In the present study a systematic effort has been made to prepare and characterize the polymer electrolyte system (Consists of PEO as polymer) composed of sodium perchlorate (NaClO4) as salt and Nb2O5 at 5, 10, 15Wt. % as nano-filler. The electrical conductivity of the polymer/salt complex films at 5 Wt.% of Nb2O5 concentration has been measured and found that the conductivity is maximum and also identified 5 wt% as an optimum conducting composition (OCC) of the Nb2O5 composite polymer electrolyte when compared to 10Wt.% and 15 Wt.% of Nb2O5. In this study, a systematic approach has been made to characterize by studying composition, structure, morphological, and electrical properties of the PEO-NaClO4Nb2O5 Nanocomposite polymer electrolyte (NCPE).
Conclusion
PEO-NaClO4-Nb2O5 polymer-salt with nano-filler complex thin films were synthesized by solution-cast technique with three (5, 10, 15 wt.%) Nb2O5 varying concentrations. Structure and grain size of the films were studied and estimated as 46.06 nm, 46.63 nm and 52.67 nm respectively. Surface morphology was analyzed by SEM and elemental confirmation analysis was done by EDAX and found that all the films were nearly stoichiometric. As an application part the electrical conductivity and dielectric studies were done for the same respective samples. The plot of log conductivity against reciprocal temperature obeys Arrhenius rule.

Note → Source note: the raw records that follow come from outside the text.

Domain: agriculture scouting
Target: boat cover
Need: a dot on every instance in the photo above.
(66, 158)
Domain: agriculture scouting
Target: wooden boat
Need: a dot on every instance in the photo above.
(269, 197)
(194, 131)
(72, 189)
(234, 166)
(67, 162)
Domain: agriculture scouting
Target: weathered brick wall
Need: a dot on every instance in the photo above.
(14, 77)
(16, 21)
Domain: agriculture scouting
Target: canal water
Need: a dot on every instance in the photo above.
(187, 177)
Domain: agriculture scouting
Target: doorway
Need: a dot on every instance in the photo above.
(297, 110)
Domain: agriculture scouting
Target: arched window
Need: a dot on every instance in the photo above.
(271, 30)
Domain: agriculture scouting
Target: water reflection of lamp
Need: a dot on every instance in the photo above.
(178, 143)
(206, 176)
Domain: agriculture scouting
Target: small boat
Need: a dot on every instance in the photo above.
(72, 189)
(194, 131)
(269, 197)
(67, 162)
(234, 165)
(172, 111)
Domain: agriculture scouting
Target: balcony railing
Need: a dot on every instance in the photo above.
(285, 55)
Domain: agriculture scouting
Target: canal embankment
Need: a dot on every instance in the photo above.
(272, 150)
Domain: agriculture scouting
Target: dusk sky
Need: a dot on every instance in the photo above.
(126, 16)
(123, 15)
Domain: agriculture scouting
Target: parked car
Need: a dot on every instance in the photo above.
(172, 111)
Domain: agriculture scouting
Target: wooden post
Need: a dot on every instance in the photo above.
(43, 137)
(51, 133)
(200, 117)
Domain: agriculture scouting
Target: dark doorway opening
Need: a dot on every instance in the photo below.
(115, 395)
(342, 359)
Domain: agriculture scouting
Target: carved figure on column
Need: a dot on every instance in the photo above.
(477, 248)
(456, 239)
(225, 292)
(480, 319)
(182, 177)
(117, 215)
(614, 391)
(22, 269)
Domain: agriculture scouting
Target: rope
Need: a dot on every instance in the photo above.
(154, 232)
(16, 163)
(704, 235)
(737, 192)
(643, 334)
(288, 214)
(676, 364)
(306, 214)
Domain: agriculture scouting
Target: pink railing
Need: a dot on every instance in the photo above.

The ionic conductivity range of samples collection was found to be enhanced from 1.874 x 10-5 S/cm to 7.55754 x 10-4 S/cm by increase in temperature from room temperature to 343 K. Hence 5 Wt.% Nb2O5 nano-particles to polymer-salt composite can be treated as an optimized conducting composite (OCC). Calculated activation energy [Ea] from the Arrhenius plots was found to be 0.189 eV. The dielectric constant and dielectric loss were found to decrease with increase in frequency.